美味しい焼き鳥やウズラの卵串などを食べながら談笑していると、佐藤さんがふと真顔になり、意を決した様に口を開く。
「あのさ…、えと、風間君、社長と何かあったの…?
風間君と社長、以前まで普通に雑談とかしてたし…。最近の社長も変って言うか…。」
正直、以前孝平が俺に言って来た噂話。
孝平にまで話が少しでも伝わっているのであれば、今いる事業所にもあの噂話が浸透している筈。
きっと、他の職員が俺に一線引いているのも、この件が原因だろう。
それでも、佐藤さんだけはこうして噂話の本人に真偽を聞きに来てくれているのだ。
佐藤さんには話しても良いのかもしれない。
僅かに残っているビールを一気に飲み干し、
軽く息を吐く。
「佐藤さん、俺、社長に社長の奥さんと不倫しているって誤解されてしま、」
「ブフォッ!!!」
盛大にビールを吐き出し、ゴホゴホとむせる佐藤さんは、さながらドラマでよくある反応で。
慌てて隣に座り、佐藤さんの背中を摩る。
「ゲホッ、カハッ……。ご、ごめんね。ちょっといや結構だいぶ、驚いてしまって。」
「いやいや、大丈夫ですか?水です、これ飲んで下さい。」
「あ、ありがとう…。本当に優しいね、風間君。」
落ち着いた佐藤さんに安堵しつつ、向かいの席に戻り、話を続ける。
「…事業所で俺が社長の奥さんと不倫した云々の噂話、恐らく佐藤さんも聞いた事あると思うんですけれど…。」
「まあ多少は耳にしたかも。」
「勿論、事実無根です。奥さんとは本当に何も無くて。けれど、社長が誤解したみたいで、別室で事務室で結構詰められてしまって…。」
「…うん。」
「不倫の証拠とか全く無いんですけど…。ちゃんと否定して、詳細に予定の食い違いとか、潔白だと必死に伝えて、その時は一応納得はしては貰えたんです。」
社長の奥さんとは本当に不倫関係になんてなっていない。
2人で出掛ける事も無かった。
確かに、久々の新入社員として入り、奥さんが俺を気に掛けて声を掛けて来たのは事実だ。

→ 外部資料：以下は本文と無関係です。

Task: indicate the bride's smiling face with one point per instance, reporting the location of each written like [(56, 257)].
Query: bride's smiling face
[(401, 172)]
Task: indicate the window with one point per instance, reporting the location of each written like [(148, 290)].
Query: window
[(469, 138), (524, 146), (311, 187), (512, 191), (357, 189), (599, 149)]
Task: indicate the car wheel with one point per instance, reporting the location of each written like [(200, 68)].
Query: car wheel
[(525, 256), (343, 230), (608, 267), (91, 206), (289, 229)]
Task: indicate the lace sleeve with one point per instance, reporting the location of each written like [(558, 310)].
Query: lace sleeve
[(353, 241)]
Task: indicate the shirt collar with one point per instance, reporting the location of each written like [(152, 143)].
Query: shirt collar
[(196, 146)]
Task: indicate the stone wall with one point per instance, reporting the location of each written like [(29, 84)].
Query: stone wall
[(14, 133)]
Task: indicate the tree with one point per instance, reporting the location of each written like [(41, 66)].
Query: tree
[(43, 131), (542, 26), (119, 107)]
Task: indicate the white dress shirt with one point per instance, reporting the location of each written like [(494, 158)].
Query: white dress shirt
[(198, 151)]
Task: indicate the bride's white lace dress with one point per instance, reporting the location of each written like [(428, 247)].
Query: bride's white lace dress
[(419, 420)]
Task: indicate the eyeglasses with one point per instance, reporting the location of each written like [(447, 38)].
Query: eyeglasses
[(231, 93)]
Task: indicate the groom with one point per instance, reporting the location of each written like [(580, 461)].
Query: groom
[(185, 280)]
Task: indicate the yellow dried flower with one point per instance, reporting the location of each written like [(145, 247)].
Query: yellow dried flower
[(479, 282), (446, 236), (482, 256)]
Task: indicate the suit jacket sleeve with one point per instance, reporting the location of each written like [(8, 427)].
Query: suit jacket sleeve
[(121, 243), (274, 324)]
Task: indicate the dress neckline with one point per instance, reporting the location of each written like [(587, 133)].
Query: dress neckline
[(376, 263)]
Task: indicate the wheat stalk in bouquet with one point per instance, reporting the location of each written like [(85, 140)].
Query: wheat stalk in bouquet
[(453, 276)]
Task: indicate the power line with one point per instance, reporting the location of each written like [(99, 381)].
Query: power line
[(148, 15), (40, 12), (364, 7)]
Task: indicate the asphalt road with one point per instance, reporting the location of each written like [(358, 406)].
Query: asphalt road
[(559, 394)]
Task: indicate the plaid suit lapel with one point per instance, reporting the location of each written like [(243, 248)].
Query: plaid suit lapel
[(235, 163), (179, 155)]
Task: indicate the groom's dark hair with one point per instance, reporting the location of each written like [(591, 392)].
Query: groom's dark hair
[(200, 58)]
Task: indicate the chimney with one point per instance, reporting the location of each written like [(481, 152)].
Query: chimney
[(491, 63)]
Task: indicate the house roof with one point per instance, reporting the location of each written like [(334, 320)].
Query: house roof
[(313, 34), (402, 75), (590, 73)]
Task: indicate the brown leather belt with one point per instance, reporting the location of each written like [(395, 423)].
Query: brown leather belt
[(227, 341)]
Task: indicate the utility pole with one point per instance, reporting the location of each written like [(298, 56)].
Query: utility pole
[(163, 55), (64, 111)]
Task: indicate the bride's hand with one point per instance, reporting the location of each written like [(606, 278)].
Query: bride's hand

「後日、ちゃんと奥さんと事実確認をさせて欲しいと伝えたんですが、奥さん側が相当参ってしまったらしくて。
その、本当に相思相愛だと思っていたみたいで。
理由として……佐藤さん?」
視線揚げると、佐藤さんが俯いていた。
だが、ジョッキを握る手に力が入っている様で、僅かに震えている。
「あ、あの、すいません。体調悪いですか?気分悪いのなら、」
「酷い…。風間君何も悪くないじゃない。私、ずっと見て来たから分かるよ、なのに…。」
その言葉を聞いた瞬間、両拳に力が入る。
"悪くない"他人から言われる言葉に視界がほんの少しぼやけた。
「…ま、まあ、社長も奥さんとの関係や、色々あったみたいなので…。
その、俺もそのせいで元気無く見えていたのかもですね!」
重い沈黙を避けようと、声のトーンを上げて佐藤さんに笑いかける。
目を一瞬大きく開きながら、彼女はぎこちない笑顔を見せる。
「目に見えてだったよ。本当に。
まるで土偶の様な顔色のヤバさだったよ。」
「例えがひでえな。」
「で、でも、風間君一切悪くないのだから、堂々としてなきゃだよ!
その噂話で陰口言ってる奴ら、私がぶっ飛ばすから!」
「ははっ、その時は俺も参戦させて下さいね。」
その後も、不倫噂話に関係の無い軽い雑談を俺が始めると、先程の表情と売って代わり、普段より少々明るく話始めた。
ああ、この人だから、佐藤さんだからつい話してしまったのだと実感する。
誰にも言えていなかった事を吐露したからか、気持ちが少し軽くなる。
胸からじんわりと身体中の温度が上がったのは、アルコールのせいだろうか。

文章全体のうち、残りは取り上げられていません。